UPDATE 2-Miner NWR averts insolvency as bondholders back rescue plan
* Restructuring plan approved by wide margin
* Bondholders forced to accept losses, shareholders diluted (Adds details of transaction, updates prices)
By Jan Lopatka and Silvia Antonioli
PRAGUE/LONDON, Aug 29 (Reuters) - New World Resources has won the support of bondholders for a rescue plan that will see some of them take big losses to allow the Czech coal miner to escape insolvency and try to fight back from deep losses.
The plan involves a large write-off for holders of unsecured bonds, as well as a big issue of new stock that will dilute shareholders. It must still be approved by courts before it can go ahead in the coming weeks.
NWR, hit by a drop in coal prices, has said the deal will reduce its debt by 325 million euros ($427 million) to 500 million.
NWR shares jumped as much as 18.6 percent to 3.50 crowns in Prague after the vote by bondholders. They closed up 5 percent at 3.10 crowns.
"The company has received an overwhelming degree of support for the transaction: 99.4 percent in value of the holders of secured notes and 95.3 percent in value of the unsecured noteholders present and voting at the meetings," NWR said in a regulatory filing on Friday.
Shareholders have already signed off on the deal.
NWR's stock has lost more than 99 percent of its value from its 2008 listing price of 425.8 crowns. Its unsecured bonds were bid in a wide range of 3 to 15 percent of face value before the vote, indicating high risk for the rate of recovery on the investment.
The firm, majority-owned by a group of investors including Czech billionaire Zdenek Bakala, is a major employer in the north-eastern Czech Republic with around 15,000 workers.
It supplies coal for heavy industry including ArcelorMittal and VoestAlpine and thermal coal for electricity maker CEZ.
Analysts said that even after the restructuring, the firm's longer-term future hinged on a rise in hard coal prices in world markets to make its deep shafts in the Ostrava and Karvina region profitable.
Under the deal, holders of the firm's 500 million euros secured 2018 bonds will get up to 60 million in a cash tender priced at 75 cents on each euro of face value, 300 million in new senior secured notes, and 115 million in new convertible notes.

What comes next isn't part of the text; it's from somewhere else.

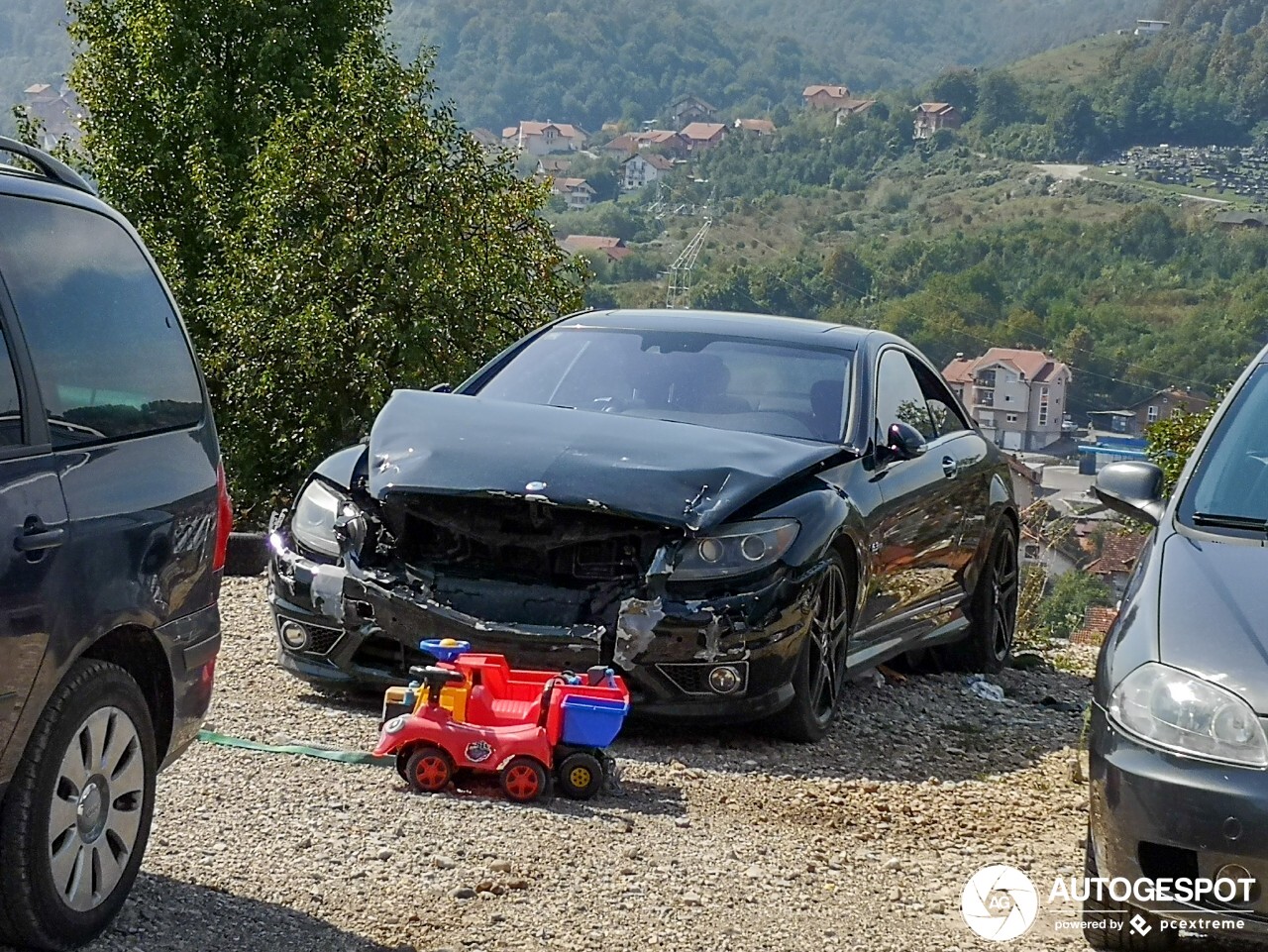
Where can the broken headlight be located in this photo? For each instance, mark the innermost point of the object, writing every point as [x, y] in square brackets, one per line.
[313, 520]
[736, 550]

Holders of the 275 million 2021 unsecured bonds will get 25 cents on the euro of bonds worth a nominal 120 million euros, and will be issued 35 million in new convertible bonds and 35 million in contingent rights, an instrument that will be paid in cash if coal prices rise to pre-determined levels.
The deal includes a total of 185 million euros in new capital - part of it from the majority shareholders - for the firm through a rights issue, equity placement to certain noteholders and a new super-senior credit facility.
The new shares will be priced at 0.65 crowns, far below current market value. Existing stock will be just 4 percent of the total equity after the new shares are issued.
The new shares will be traded from Sept. 30 and closing of the restructuring process is expected in early October.